SOL
The problem with Spotify on Windows it can only write to the default audio device, that does not provide the most direct path to the DAC as the digital stream goes through the system mixer and may get resampled or otherwise altered. You will still benefit from a better DAC but overall the situation with Spotify is less than ideal on Windows.
There have been long standing requests from the community for Spotify to add ASIO or WASAPI exclusive mode support that were largely ignored.
https://community.spotify.com/t5/Live-Ideas/ASIO-Output-support/idi-p/19519
They kind of half-assed the sound device selection in the latest versions but afaik it is still not using the exclusive mode and was reported to be unreliable:
https://community.spotify.com/t5/Live-Ideas/Allow-user-to-select-default-sound-device/idi-p/5351
What can you do about it?
1.
Fidelify is a 3rd party Spotify client that supports WASAPI exclusive mode, but its stability and feature set is questionable (I haven't tried it).
2. Use Chromecast Audio through its optical output into your DAC. One caveat your DAC must be able to deal with incoming jitter as the CCA's optical output
has been found to be quite jittery. Another aspect the CCA is using 256kbps AAC stream vs. 320kbps OGG on desktop, but given AAC is a better compression algorithm the quality should be equivalent if not better.
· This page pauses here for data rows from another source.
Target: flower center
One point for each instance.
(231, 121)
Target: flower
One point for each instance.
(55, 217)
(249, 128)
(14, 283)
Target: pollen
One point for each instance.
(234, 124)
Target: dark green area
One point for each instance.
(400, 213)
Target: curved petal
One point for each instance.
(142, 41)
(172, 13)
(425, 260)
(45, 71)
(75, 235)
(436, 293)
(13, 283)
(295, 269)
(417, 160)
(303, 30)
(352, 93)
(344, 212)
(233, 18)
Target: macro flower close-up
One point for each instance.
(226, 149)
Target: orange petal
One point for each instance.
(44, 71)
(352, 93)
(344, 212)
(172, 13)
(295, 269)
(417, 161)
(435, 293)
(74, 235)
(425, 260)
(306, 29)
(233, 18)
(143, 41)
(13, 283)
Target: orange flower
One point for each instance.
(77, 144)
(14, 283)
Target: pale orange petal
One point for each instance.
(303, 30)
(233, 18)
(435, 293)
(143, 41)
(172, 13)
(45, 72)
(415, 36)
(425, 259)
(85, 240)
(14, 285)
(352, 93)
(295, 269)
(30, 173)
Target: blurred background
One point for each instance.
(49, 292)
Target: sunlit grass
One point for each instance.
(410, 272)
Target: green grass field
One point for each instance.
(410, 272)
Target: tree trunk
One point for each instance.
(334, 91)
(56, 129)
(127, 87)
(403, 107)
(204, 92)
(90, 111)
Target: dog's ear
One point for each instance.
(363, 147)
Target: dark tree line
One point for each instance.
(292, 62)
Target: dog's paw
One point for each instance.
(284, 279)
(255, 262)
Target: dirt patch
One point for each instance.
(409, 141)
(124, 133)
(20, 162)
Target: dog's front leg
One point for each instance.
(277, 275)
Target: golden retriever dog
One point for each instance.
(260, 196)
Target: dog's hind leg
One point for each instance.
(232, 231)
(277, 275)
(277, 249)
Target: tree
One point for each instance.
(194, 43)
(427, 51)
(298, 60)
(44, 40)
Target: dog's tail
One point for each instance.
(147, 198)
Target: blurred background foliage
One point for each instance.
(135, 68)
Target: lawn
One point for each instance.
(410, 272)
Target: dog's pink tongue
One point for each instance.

3. JRiver media center comes with a virtual WDM driver that can intercept/route audio with minimal changes to the JRiver engine, and then out to a WASAPI/ASIO device. I use this, this is still not a true direct path to the DAC but a big improvement over the default Windows sound device IMO, but ymmv, etc.
4.
Virtual Audio Cable/ASIO Bridge out to an ASIO driver or maybe Asio4All, this is a similar concept to #3 but I've found it doesn't sound as good.
Huh? Spotify is 16 bits/44.1 kHz compressed. If you have Windows resample audio to 32/192kHz that ain't a good thing.